Closed tz-hmc closed 6 years ago
I got a similar problem and achieve to got several solutions: https://github.com/apache/incubator-mxnet/issues/7530 With the Gluon API it's easy and straight forward, with module API that something else :( I put my test here: https://github.com/edmBernard/mxnet_example_shared_weight Readme describe if it's work or not
Wow, I didn't know that API existed. I had a lot of trouble trying to make it work with the module API but the Gluon API looks super promising, thanks for sharing :)
However, though I'll definitely test Gluon out, do you know how I would do this with the Module API?
Can I extract the each layer's functionality somehow and set the weights to the same variable as its identical layer in the other network? If it's too big a hassle, I guess I would use Gluon, though all the other code I have uses the Module API.
If you have exactly the same network two time, it might be possible to use shared_module
in bind function. it's use in RNN to duplicate network. I was not able to use it, as my two networks were not exactly the same. here
In my opinion, It will be easier to switch to Gluon and you will be sure it will work.
More you can use in Gluon your network define with symbol API. here (I don't have test it)
Hey again,
I tried something like this, but I still have a lot of questions:
sym1, arg_params, aux_params = get_model()
sym2, arg_params, aux_params = get_model()
mod1 = mx.mod.Module(symbol=sym1, context=mx.cpu(), label_names=None)
mod2 = mx.mod.Module(symbol=sym2, context=mx.cpu(), label_names=None)
mod1.bind(for_training=True, shared_module=mod2, data_shapes=[('data', (1,3,224,224))], # true to train
label_shapes=mod1._label_shapes)
mod2.bind(for_training=True, shared_module=mod1, data_shapes=[('data', (1,3,224,224))], # true to train
label_shapes=mod2._label_shapes)
mod1.set_params(arg_params, aux_params, allow_missing=True)
mod2.set_params(arg_params, aux_params, allow_missing=True)
out1 = sym1.get_internals()['flatten0_output']
out2 = sym2.get_internals()['flatten0_output']

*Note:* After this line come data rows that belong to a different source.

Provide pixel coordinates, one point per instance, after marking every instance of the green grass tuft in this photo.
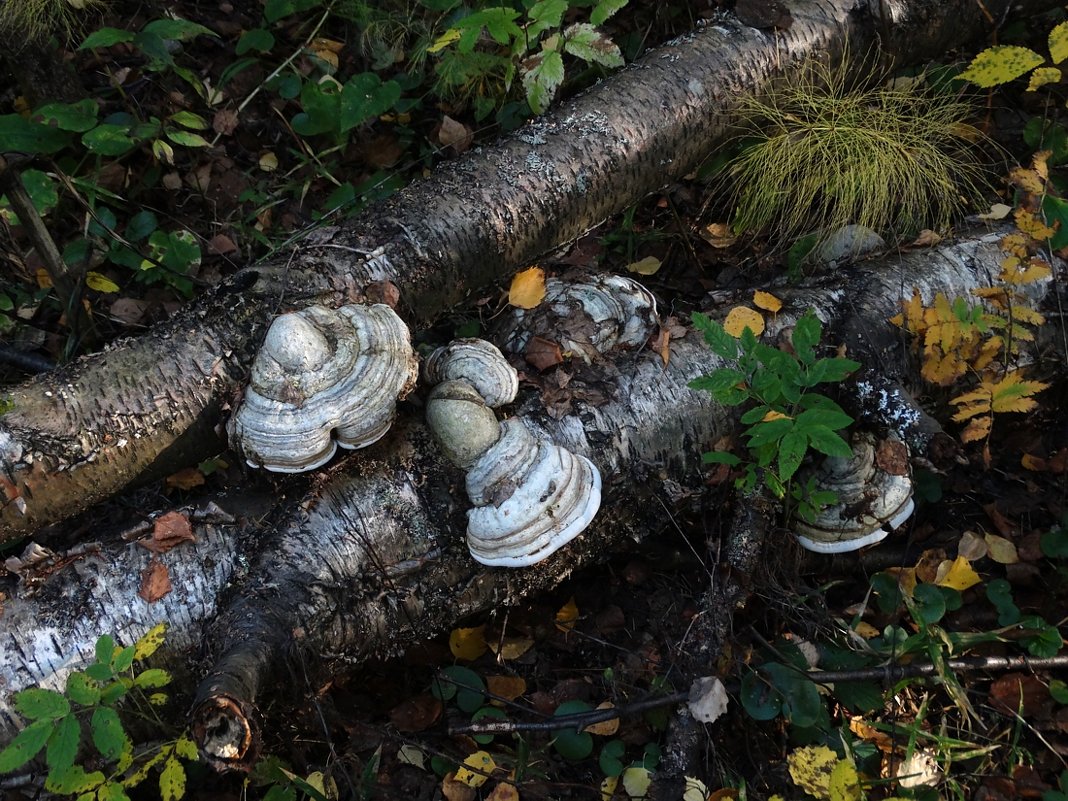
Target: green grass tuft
(893, 158)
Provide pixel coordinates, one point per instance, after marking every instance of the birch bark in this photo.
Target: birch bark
(152, 405)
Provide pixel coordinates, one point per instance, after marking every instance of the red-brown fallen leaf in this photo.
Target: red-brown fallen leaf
(155, 582)
(169, 531)
(543, 354)
(224, 122)
(185, 478)
(1021, 692)
(415, 715)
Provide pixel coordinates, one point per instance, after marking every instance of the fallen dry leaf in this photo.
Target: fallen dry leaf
(528, 288)
(543, 354)
(169, 531)
(155, 582)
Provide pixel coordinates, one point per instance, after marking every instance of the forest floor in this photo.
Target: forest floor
(619, 633)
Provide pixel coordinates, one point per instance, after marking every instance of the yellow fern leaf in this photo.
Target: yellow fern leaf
(1015, 394)
(978, 428)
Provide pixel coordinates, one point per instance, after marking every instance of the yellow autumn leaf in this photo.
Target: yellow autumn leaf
(645, 266)
(528, 288)
(811, 768)
(957, 575)
(475, 769)
(468, 644)
(767, 301)
(845, 785)
(1014, 394)
(1001, 550)
(741, 317)
(567, 615)
(1042, 76)
(100, 283)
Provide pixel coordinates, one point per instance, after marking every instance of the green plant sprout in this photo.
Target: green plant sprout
(785, 418)
(93, 699)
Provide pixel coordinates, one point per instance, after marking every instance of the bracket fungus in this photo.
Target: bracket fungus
(531, 497)
(589, 316)
(874, 495)
(323, 378)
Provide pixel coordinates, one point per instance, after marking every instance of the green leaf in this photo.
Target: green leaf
(73, 780)
(825, 419)
(606, 9)
(172, 781)
(186, 138)
(109, 139)
(543, 74)
(37, 704)
(791, 450)
(568, 742)
(722, 344)
(585, 42)
(1000, 64)
(806, 333)
(19, 135)
(828, 442)
(82, 690)
(63, 743)
(26, 745)
(108, 733)
(176, 29)
(363, 97)
(152, 678)
(106, 37)
(1058, 43)
(75, 116)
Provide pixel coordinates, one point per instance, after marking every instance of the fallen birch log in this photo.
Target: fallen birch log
(372, 558)
(146, 407)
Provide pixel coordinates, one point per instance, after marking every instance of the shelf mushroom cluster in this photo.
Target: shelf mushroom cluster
(874, 496)
(531, 497)
(323, 378)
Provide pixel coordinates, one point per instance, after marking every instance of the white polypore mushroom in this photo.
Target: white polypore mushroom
(532, 497)
(323, 378)
(872, 499)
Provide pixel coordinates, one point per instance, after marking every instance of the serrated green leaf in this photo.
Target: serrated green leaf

siamese_out = mx.sym.Concat(out1, out2, dim=0)
# Example stacked network after it
fc1 = mx.symbol.FullyConnected(data = siamese_out, name='fc1', num_hidden=128)

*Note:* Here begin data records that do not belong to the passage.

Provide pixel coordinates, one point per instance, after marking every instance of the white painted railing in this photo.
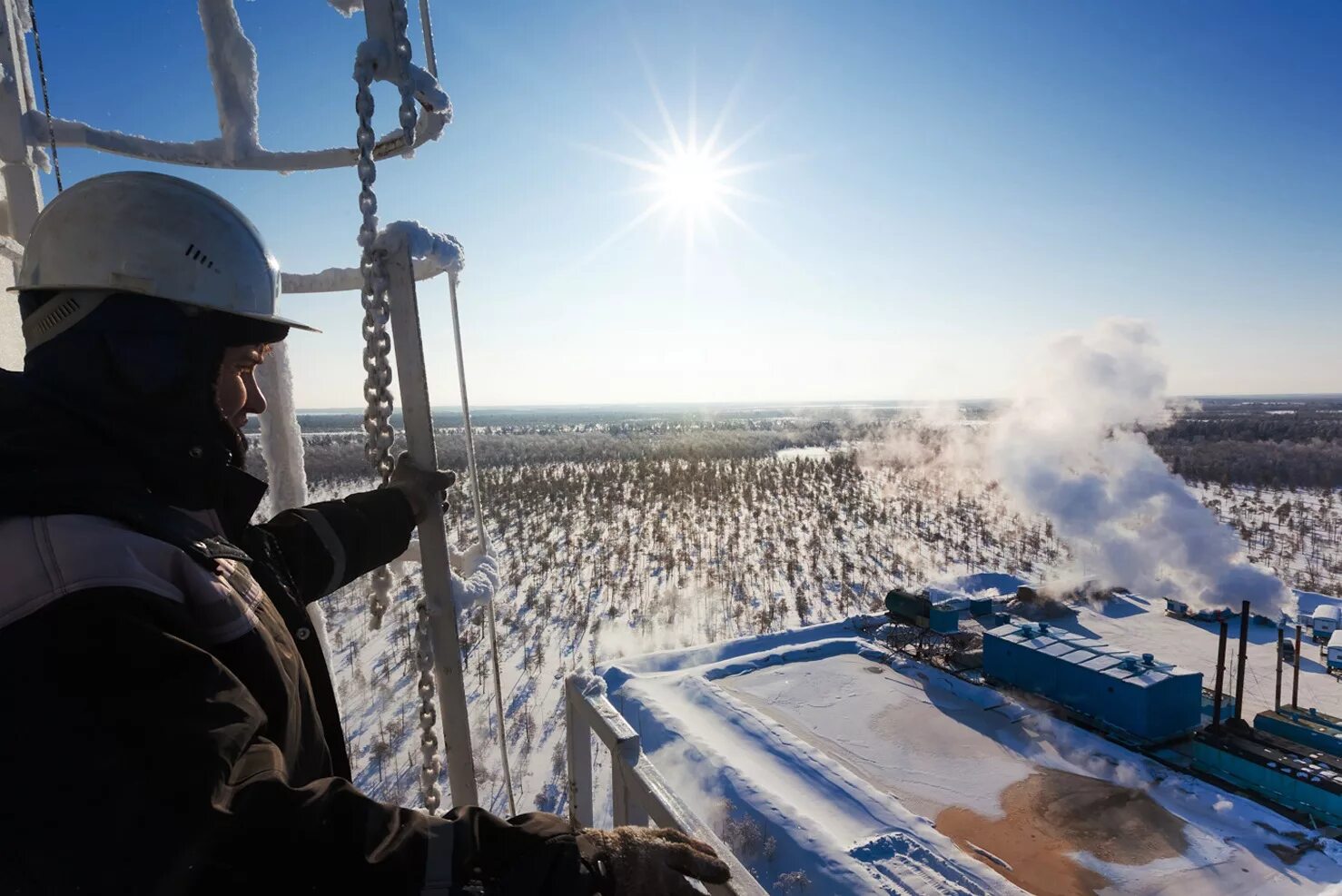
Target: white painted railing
(639, 792)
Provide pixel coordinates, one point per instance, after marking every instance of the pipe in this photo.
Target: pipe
(1280, 640)
(482, 534)
(1220, 674)
(432, 533)
(1296, 677)
(1244, 656)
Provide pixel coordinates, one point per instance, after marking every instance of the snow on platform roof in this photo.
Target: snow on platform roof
(1091, 654)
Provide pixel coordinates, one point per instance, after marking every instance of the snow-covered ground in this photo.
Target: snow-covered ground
(876, 774)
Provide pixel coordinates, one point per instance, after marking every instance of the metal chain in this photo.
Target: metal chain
(410, 114)
(378, 396)
(432, 767)
(378, 343)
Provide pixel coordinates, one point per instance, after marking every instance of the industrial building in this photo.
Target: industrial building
(1306, 727)
(1294, 775)
(1140, 698)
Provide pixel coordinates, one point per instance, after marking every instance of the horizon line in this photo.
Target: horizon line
(840, 403)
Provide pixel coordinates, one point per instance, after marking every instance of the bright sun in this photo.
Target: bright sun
(690, 182)
(690, 179)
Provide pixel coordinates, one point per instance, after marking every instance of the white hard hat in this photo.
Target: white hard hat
(153, 235)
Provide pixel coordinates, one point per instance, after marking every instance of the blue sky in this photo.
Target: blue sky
(934, 188)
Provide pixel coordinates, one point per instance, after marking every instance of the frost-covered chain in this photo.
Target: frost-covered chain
(431, 769)
(410, 114)
(378, 413)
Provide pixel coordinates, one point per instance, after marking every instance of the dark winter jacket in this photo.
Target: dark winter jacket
(169, 724)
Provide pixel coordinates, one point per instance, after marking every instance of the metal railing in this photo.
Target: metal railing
(639, 792)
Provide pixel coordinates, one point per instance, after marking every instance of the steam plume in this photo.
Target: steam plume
(1066, 448)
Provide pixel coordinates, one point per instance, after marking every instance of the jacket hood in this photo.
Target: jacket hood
(66, 455)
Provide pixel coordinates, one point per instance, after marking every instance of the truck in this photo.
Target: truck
(1333, 654)
(1325, 623)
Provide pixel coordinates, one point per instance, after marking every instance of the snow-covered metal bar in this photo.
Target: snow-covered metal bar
(344, 280)
(210, 153)
(580, 754)
(232, 69)
(22, 190)
(432, 533)
(589, 710)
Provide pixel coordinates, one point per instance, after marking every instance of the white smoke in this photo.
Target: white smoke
(1066, 448)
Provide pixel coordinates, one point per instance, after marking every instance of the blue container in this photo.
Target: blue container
(1136, 695)
(1294, 777)
(1310, 729)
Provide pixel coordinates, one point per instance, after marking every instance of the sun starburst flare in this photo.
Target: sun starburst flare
(691, 182)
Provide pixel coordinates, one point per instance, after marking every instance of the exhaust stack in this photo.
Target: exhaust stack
(1280, 640)
(1244, 655)
(1220, 674)
(1296, 677)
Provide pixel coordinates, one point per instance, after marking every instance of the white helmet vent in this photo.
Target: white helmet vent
(196, 255)
(123, 232)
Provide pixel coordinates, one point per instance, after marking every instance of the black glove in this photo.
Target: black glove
(650, 862)
(532, 854)
(423, 488)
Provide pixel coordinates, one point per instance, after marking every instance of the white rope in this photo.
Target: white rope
(483, 537)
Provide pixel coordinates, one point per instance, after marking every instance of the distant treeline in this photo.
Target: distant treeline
(341, 457)
(1299, 449)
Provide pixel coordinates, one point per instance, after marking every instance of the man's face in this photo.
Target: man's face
(236, 389)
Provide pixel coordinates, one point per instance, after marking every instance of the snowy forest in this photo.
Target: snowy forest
(627, 536)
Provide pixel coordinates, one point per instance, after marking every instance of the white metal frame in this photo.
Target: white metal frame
(639, 792)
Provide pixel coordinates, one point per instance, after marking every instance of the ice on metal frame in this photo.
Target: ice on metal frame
(438, 250)
(232, 67)
(232, 70)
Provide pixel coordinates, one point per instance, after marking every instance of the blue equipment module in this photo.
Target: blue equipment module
(1146, 701)
(1296, 777)
(1307, 727)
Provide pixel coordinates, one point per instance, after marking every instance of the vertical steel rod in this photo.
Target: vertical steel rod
(1296, 676)
(432, 534)
(1280, 640)
(1244, 656)
(427, 27)
(1220, 674)
(483, 537)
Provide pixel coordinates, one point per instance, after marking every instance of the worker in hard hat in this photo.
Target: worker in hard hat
(171, 721)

act1 = mx.symbol.Activation(data = fc1, name='relu1', act_type="relu")
fc2 = mx.symbol.FullyConnected(data = act1, name = 'fc2', num_hidden = 64)
act2 = mx.symbol.Activation(data = fc2, name='relu2', act_type="relu")
fc3 = mx.symbol.FullyConnected(data = act2, name='fc3', num_hidden=num_classes)
mlp = mx.symbol.SoftmaxOutput(data = fc3, name = 'softmax')
# new_args = dict()
mod3 = mx.mod.Module(fc1, context=mx.cpu(), label_names=None)
mod3 = fe_mod.bind(for_training=False, data_shapes=[('data', (1,3,224,224))])
mod3.set_params(arg_params, aux_params)
I only want the first part of this network (layers attached to mod2 & mod1) to be shared. Would something like this work & still backpropagate errors appropriately when fitted?
Having to run mod.fit on each part of the network could be inconvenient. Is there a way around this?
I don't test shared_module
in something similar to you application. (Are you sure you don't want to use Gluon ?) :)
I don't test your code but some corrections :
# you don't need `shared_module=mod2`
mod1.bind(for_training=True, shared_module=mod2, data_shapes=[('data', (1,3,224,224))], label_shapes=mod1._label_shapes)
If you want to train everythings as one network, you need to define a new Data Iterator that is able to pass two different image in you network.
Maybe it's easier to try this example of triplet loss network (I don't test if it work)
here an example using Gluon
Wow. Thank you so much. Alright, this gives me a lot to think about. I'm really grateful for your help, thanks a ton.
If you want to share weights across the network, why not just use one copy of the network and run it twice with the inputs?
final_net(nd.concat(shared_net(x), shared_net(x)))
Also, I definitely recommend using Gluon instead of pure MxNet
@apache/mxnet-committers: This issue has been inactive for the past 90 days. It has no label and needs triage.
For general "how-to" questions, our user forum (and Chinese version) is a good place to get help.
@tz-hmc, Hope your question has been answered. For general "how-to" questions, our user forum (and Chinese version) is a good place to get help.
Description
How do I ensure the weights are kept the same? Can I unpack the internal layers somehow and set the weights of each to the same variable? My apologies, I'm new to MXNet. Would really appreciate the help, thanks!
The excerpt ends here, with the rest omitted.